Novum Organum by Sir Francis Bacon, 1st baron Verulam, proposes an inductive method of interpreting nature as opposed to the deductive logic of Aristotle. Bacon insists on observation and experience as the sole source of knowledge (now 59, he advanced his career at age 45 by marrying a 14-year-old heiress).
Mathematician Simon Stevin dies at The Hague in March at age 71 (approximate), having gained a reputation for his versatile ability to combine theory with practice and express his arguments lucidly.
Poet-composer Thomas Campion dies at his native London March 1 at age 53.
Painting: The Water Carrier of Seville Diego Velázquez; St.

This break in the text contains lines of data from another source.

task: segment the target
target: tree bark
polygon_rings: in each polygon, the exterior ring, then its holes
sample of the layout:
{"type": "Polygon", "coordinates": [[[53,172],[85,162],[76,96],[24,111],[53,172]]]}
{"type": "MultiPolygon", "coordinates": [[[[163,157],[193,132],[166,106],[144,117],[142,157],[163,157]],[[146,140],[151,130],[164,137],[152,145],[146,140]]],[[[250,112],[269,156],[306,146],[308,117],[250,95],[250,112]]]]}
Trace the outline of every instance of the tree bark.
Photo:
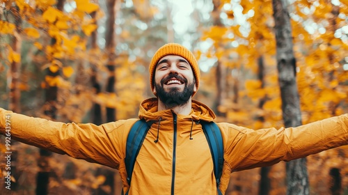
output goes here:
{"type": "MultiPolygon", "coordinates": [[[[93,12],[90,13],[90,17],[93,19],[95,19],[96,14],[97,14],[96,12],[93,12]]],[[[97,25],[97,21],[94,22],[94,24],[97,25]]],[[[94,31],[93,32],[92,32],[90,35],[90,47],[92,48],[92,50],[97,49],[98,47],[98,45],[97,44],[97,31],[94,31]]],[[[92,88],[93,88],[94,93],[95,95],[97,95],[102,92],[102,88],[97,79],[98,71],[97,65],[95,64],[91,63],[90,68],[92,70],[92,73],[90,75],[90,82],[92,88]]],[[[91,114],[92,114],[92,123],[97,125],[102,125],[103,120],[102,118],[102,106],[100,105],[100,104],[98,104],[97,102],[94,102],[91,109],[91,114]]]]}
{"type": "MultiPolygon", "coordinates": [[[[116,84],[116,42],[115,42],[115,20],[116,14],[117,0],[108,0],[108,22],[107,31],[106,32],[105,40],[106,42],[106,49],[108,54],[108,63],[106,68],[109,70],[109,78],[106,83],[106,92],[109,93],[115,93],[116,84]]],[[[106,107],[106,122],[112,122],[116,120],[116,109],[114,107],[106,107]]]]}
{"type": "MultiPolygon", "coordinates": [[[[261,88],[264,87],[264,65],[263,61],[263,56],[261,56],[258,59],[258,79],[261,82],[261,88]]],[[[266,102],[267,97],[262,97],[259,101],[258,108],[260,109],[263,109],[263,105],[266,102]]],[[[260,116],[258,117],[258,120],[261,123],[264,122],[264,117],[260,116]]],[[[262,167],[260,170],[260,180],[259,186],[259,195],[267,195],[269,194],[269,191],[271,190],[271,180],[269,179],[268,174],[271,171],[271,166],[262,167]]]]}
{"type": "MultiPolygon", "coordinates": [[[[282,100],[283,119],[286,127],[302,125],[296,80],[290,18],[285,0],[273,1],[276,41],[276,60],[282,100]]],[[[309,194],[306,159],[287,163],[287,194],[309,194]]]]}
{"type": "MultiPolygon", "coordinates": [[[[213,19],[214,26],[223,26],[221,20],[220,19],[220,0],[213,0],[214,8],[212,11],[212,17],[213,19]]],[[[217,51],[218,47],[223,47],[221,45],[220,41],[215,42],[216,48],[217,51]]],[[[225,75],[225,67],[222,65],[219,59],[216,62],[216,71],[215,75],[216,84],[216,98],[214,103],[214,111],[218,116],[226,116],[224,113],[219,111],[219,107],[222,104],[223,99],[224,98],[225,92],[225,84],[226,84],[226,75],[225,75]]]]}
{"type": "MultiPolygon", "coordinates": [[[[63,10],[65,0],[58,0],[57,2],[57,9],[59,10],[63,10]]],[[[56,43],[56,39],[52,39],[52,45],[56,43]]],[[[46,70],[46,75],[52,77],[57,77],[60,75],[61,71],[58,70],[56,72],[52,72],[49,68],[46,70]]],[[[45,105],[44,109],[44,114],[49,116],[52,120],[56,119],[56,112],[57,108],[56,107],[56,103],[57,101],[58,95],[58,86],[49,86],[45,90],[45,105]]],[[[35,194],[37,195],[46,195],[49,192],[49,177],[51,175],[51,167],[49,166],[49,159],[52,155],[52,152],[40,149],[40,157],[38,159],[38,166],[39,168],[39,171],[36,176],[36,189],[35,194]]]]}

Louis of France Giving Alms by Luis Tristán.
Vice Admiral Sir Richard Hawkins sails as second in command on an expedition against Algerian pirates (corsairs), but the mission does not succeed.
Amsterdam's Westkurk is completed to designs by Hendrick de Keyser.
Pilgrims crowded aboard the poorly provisioned Mayflower survive on "salt horse" (preserved beef), smoked bacon, smoked codfish, smoked herrings, dried fish, hardtack, brown and white biscuit, moldy cheese, root vegetables, grains, dried peas, and beer, the latter in ironbound casks guarded by cooper John Alden, 21. The English religious separatists observe ducks, geese, and partridges; they come across an Indian cache of maize and beans, find acorns, mussels, clams, lobsters, and herbs that include wild leeks and onions, but they are able to get through the winter largely through the help of the Pemaquid Samoset and the Wampanoags Hobomah and Massasoit, who have learned some English from earlier visitors and share tribal stores of maize, dried strawberries, and walnuts with the new colonists. Still, roughly half will die within 3 months of starvation, scurvy, and disease (see food and drink, 1621).